As discussed in this paper, while conservative MLIPs are generally better suited for physically accurate simulations, hybrid models that support direct non-conservative force predictions can accelerate both training and inference. We demonstrate this practical compromise through a two-stage approach: first train a model to predict non-conservative forces directly (which avoids the cost of backpropagation) and then fine-tuning its energy head to produce conservative forces. This two-step strategy is usually faster, and produces a model that can exploit both types of force predictions. An example of how to use direct forces in molecular dynamics simulations safely (i.e. avoiding unphysical behavior due to lack of energy conservation) is provided in this example.
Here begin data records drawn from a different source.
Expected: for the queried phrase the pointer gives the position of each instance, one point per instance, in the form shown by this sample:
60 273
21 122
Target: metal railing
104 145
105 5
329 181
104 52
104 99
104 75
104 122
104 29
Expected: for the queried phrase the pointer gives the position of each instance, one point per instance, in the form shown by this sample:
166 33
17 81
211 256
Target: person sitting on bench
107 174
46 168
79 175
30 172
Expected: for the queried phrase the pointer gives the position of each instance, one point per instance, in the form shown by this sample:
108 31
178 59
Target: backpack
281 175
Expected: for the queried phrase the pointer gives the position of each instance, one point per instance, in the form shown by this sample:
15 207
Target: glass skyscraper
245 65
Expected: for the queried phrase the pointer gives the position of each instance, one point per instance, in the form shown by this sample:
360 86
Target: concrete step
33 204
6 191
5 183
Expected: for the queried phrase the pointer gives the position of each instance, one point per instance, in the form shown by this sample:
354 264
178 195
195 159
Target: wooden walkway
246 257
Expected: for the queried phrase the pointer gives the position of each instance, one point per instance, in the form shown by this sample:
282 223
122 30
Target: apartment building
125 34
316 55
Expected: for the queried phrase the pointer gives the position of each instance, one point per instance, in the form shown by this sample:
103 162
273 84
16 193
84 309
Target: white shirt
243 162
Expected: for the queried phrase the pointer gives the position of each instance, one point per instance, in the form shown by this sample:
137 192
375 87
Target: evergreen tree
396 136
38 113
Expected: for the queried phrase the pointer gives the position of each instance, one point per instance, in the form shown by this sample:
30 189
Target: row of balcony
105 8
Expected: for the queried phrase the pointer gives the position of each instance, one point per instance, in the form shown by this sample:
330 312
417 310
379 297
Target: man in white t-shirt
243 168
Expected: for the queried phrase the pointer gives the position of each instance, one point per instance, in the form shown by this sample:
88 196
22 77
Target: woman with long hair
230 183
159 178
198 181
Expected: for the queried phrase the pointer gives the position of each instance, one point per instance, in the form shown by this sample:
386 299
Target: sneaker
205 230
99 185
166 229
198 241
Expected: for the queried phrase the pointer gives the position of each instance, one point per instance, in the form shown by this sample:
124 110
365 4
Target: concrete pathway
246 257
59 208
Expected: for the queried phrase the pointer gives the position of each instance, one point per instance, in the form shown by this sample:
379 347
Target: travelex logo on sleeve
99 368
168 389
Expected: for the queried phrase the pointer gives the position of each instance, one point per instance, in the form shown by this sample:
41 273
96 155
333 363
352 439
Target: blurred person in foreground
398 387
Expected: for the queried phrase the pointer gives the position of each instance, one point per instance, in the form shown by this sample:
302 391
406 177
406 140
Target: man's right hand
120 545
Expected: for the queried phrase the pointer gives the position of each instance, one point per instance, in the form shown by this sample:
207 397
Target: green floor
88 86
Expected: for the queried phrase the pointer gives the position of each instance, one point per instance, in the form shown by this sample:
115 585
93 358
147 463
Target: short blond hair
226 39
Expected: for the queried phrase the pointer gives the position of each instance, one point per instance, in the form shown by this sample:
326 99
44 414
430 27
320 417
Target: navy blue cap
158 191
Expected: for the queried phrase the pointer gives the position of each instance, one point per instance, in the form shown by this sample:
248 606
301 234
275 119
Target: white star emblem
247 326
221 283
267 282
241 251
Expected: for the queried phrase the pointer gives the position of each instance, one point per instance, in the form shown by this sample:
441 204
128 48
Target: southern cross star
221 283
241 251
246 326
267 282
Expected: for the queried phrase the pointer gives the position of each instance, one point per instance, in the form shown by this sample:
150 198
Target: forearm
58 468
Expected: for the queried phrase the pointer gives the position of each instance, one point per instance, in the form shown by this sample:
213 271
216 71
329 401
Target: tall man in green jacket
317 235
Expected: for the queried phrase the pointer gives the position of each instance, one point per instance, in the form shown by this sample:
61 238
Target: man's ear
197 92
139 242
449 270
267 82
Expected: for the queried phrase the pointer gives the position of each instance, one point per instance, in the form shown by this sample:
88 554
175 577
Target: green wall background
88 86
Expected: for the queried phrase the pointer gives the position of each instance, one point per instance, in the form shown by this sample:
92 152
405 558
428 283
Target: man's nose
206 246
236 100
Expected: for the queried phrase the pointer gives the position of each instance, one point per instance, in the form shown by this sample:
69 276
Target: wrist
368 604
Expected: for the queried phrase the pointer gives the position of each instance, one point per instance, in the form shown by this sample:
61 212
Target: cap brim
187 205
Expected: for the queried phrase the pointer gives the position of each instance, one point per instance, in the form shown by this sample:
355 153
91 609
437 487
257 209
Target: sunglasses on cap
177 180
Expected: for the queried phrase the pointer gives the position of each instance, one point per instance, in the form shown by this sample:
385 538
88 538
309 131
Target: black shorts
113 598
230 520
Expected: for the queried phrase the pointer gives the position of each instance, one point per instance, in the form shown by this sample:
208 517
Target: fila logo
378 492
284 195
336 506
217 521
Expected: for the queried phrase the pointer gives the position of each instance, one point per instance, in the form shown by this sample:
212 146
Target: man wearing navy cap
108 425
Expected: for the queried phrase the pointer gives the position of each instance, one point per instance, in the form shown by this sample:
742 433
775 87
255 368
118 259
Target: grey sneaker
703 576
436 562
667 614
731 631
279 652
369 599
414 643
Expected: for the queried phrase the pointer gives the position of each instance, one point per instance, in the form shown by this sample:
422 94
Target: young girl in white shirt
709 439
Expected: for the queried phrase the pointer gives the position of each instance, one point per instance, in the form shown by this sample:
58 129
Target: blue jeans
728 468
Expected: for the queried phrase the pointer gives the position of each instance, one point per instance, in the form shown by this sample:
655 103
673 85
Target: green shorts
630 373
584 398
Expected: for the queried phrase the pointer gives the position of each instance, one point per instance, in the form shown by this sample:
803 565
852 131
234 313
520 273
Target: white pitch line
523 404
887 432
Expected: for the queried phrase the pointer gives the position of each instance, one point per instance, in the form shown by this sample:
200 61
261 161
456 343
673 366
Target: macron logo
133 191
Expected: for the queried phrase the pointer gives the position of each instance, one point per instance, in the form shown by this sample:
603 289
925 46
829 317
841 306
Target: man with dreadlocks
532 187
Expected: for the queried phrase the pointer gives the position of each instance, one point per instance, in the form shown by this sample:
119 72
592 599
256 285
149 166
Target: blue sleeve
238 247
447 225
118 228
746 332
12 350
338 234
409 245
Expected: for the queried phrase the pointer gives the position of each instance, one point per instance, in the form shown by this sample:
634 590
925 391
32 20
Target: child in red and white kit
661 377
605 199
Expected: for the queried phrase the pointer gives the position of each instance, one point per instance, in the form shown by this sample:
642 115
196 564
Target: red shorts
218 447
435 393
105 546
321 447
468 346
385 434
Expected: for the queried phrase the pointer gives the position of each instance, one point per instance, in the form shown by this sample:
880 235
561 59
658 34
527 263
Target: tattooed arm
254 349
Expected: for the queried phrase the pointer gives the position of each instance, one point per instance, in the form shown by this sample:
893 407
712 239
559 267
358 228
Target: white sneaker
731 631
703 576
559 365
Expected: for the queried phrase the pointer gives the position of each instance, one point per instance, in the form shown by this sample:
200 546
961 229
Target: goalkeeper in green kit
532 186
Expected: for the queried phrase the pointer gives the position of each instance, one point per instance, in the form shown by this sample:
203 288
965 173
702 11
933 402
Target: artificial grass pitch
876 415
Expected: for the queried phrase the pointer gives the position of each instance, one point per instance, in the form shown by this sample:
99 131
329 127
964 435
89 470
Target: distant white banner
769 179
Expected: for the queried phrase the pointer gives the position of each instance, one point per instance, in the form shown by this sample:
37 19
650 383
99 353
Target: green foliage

If you are looking for a traditional “post-fact” fine-tuning strategy, see for example this recipe. Note also that the models generated in this example are run for a too short time to produce a useful model, and reveal the advantages of this direct-force pre-training strategy. The data file contains also “long” training settings, which can be used (preferably on a GPU) to train a model up to a point that reveals the behavior of the method in more realistic conditions.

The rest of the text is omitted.